WHO predicts Covid pandemic ‘acute phase’ end date

Countries have been urged to commit to a 70% global vaccination rate in order to leave the pandemic behind this year
WHO predicts Covid pandemic ‘acute phase’ end date

World Health Organization (WHO) Director-General Tedros Adhanom Ghebreyesus reiterated his call to prioritize the vaccination of around 70% of the world’s population. He added that this would ensure the “acute phase” of the Covid-19 pandemic ends this year.

Speaking at a press conference in South Africa on Friday, the WHO chief said expectations were that the worst of the pandemic would be over by “mid this year around June, July” if the vaccination target is achieved. His comments came days after warning that the coronavirus was not “finished with us.”

Crossing that vaccination threshold is “not a matter of chance,” but a “matter of choice,” Tedros said, adding that the decision to mobilize resources to meet that target is “in our hands.”

He noted that “more than 10 billion doses had been administered globally” over the past two years, but said the “scientific triumph” of Covid-19 vaccine development and deployment had been “marred by vast inequities in access.”

While “more than half the world’s population is now fully vaccinated,” he said “84% of the population of Africa is yet to receive a single dose.” The concentration of vaccine production in a “few mostly high-income countries” is to blame for “much of this inequity,” he noted.

Only 11% of Africans have reportedly been vaccinated, making it the least inoculated continent in the world. Last week, the WHO’s Africa office said the region needed to boost its vaccination rate by “six times” in order to meet the WHO’s 70% target.
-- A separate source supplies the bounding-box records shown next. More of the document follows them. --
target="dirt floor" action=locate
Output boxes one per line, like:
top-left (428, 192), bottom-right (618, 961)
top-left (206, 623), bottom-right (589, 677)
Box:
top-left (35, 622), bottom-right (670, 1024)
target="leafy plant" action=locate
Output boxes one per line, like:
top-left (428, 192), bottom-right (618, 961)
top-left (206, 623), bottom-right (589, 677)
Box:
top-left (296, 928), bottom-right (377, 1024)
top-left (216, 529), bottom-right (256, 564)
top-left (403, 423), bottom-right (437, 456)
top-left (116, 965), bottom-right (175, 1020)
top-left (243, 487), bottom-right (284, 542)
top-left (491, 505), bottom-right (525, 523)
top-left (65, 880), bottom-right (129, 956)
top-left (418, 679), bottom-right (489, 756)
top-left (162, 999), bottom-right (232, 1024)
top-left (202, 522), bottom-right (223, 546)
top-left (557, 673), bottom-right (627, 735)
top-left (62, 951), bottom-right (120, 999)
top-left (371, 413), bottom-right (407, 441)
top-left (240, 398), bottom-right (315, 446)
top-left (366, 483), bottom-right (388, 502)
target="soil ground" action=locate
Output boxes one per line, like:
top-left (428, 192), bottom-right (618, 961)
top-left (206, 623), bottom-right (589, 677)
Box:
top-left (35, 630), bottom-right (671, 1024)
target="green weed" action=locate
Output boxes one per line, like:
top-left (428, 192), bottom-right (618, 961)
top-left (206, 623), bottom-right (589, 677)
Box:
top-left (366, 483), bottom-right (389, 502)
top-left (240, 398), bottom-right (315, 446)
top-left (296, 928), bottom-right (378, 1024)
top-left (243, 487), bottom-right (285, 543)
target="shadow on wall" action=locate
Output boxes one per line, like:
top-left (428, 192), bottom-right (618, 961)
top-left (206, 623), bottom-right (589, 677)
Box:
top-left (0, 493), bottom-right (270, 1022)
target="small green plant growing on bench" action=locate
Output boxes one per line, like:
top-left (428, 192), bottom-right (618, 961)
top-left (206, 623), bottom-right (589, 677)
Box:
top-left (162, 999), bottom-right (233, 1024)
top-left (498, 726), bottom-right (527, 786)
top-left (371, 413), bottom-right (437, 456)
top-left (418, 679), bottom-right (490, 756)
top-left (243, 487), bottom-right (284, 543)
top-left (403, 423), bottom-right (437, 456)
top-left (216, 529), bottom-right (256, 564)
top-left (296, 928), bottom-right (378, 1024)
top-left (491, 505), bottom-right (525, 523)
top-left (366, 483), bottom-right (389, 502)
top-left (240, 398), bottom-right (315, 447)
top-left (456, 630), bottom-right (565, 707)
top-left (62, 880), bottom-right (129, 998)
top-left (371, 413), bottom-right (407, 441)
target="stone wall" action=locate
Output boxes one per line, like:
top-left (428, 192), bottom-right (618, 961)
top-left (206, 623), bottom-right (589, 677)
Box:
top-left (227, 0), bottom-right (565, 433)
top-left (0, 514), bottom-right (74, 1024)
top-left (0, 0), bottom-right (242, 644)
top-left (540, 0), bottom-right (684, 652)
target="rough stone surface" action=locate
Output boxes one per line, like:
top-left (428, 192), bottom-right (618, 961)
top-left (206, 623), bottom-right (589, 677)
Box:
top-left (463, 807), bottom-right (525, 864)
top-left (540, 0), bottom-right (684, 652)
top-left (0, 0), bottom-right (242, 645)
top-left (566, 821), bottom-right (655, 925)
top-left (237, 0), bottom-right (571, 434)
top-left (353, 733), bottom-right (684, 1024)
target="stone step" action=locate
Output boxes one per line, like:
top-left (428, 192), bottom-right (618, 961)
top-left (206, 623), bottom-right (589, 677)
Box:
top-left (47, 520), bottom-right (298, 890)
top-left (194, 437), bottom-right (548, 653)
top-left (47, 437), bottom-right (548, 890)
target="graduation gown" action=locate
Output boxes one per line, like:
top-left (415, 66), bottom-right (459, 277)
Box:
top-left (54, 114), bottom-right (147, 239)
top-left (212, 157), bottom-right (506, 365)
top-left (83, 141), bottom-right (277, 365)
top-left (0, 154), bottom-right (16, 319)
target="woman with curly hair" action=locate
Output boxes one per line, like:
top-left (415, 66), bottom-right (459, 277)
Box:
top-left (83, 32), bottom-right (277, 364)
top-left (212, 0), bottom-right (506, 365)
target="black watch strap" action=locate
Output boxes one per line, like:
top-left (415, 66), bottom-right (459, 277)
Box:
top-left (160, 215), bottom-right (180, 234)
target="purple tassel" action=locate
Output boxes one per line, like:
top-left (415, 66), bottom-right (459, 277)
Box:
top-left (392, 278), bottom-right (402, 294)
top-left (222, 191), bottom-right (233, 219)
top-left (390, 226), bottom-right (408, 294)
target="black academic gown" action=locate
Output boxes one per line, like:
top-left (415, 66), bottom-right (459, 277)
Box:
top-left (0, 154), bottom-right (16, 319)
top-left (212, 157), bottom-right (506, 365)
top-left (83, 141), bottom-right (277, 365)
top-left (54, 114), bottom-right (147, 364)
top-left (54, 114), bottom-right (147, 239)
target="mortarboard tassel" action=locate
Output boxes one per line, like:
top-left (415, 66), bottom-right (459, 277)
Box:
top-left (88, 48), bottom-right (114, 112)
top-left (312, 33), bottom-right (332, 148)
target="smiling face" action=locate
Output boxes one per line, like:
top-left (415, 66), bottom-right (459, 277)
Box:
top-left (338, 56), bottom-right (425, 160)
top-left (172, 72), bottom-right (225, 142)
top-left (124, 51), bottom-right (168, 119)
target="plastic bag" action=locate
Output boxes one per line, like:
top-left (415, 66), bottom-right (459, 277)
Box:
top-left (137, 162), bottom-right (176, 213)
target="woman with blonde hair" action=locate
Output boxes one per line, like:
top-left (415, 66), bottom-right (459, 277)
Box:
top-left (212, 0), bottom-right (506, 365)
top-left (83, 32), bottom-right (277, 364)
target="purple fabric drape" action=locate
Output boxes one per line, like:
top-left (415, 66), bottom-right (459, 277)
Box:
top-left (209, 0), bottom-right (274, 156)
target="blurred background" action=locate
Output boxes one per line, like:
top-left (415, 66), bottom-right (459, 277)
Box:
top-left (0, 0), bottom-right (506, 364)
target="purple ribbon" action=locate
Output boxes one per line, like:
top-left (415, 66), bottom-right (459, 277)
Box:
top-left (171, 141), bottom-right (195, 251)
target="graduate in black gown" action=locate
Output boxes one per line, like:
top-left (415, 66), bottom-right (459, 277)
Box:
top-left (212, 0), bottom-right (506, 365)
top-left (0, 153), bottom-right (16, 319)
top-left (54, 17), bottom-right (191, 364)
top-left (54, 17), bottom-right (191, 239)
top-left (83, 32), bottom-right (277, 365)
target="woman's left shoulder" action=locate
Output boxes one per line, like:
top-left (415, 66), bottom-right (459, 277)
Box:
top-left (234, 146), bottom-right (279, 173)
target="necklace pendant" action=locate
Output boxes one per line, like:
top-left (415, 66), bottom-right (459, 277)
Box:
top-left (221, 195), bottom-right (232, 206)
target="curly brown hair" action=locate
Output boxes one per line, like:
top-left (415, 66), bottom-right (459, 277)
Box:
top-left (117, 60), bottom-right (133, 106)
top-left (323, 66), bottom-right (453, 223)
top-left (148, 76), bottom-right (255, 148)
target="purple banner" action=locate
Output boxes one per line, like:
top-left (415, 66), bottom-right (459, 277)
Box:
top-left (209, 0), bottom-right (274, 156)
To that end, Tedros stressed the “urgent need to increase local production of vaccines” in “low- and middle-income countries.” He pointed to the recent development of the continent’s first locally-produced mRNA Covid vaccine – made using the Moderna shot’s sequence – as a promising step. It was created by Afrigen Biologics and Vaccines through a pilot technology transfer project, backed by the WHO and the COVAX initiative.

“We expect this vaccine to be more suited to the contexts in which it will be used, with fewer storage constraints and at a lower price,” Ghebreyesus said, adding that the shot will be ready to begin clinical trials later in the year, with approval expected in 2024.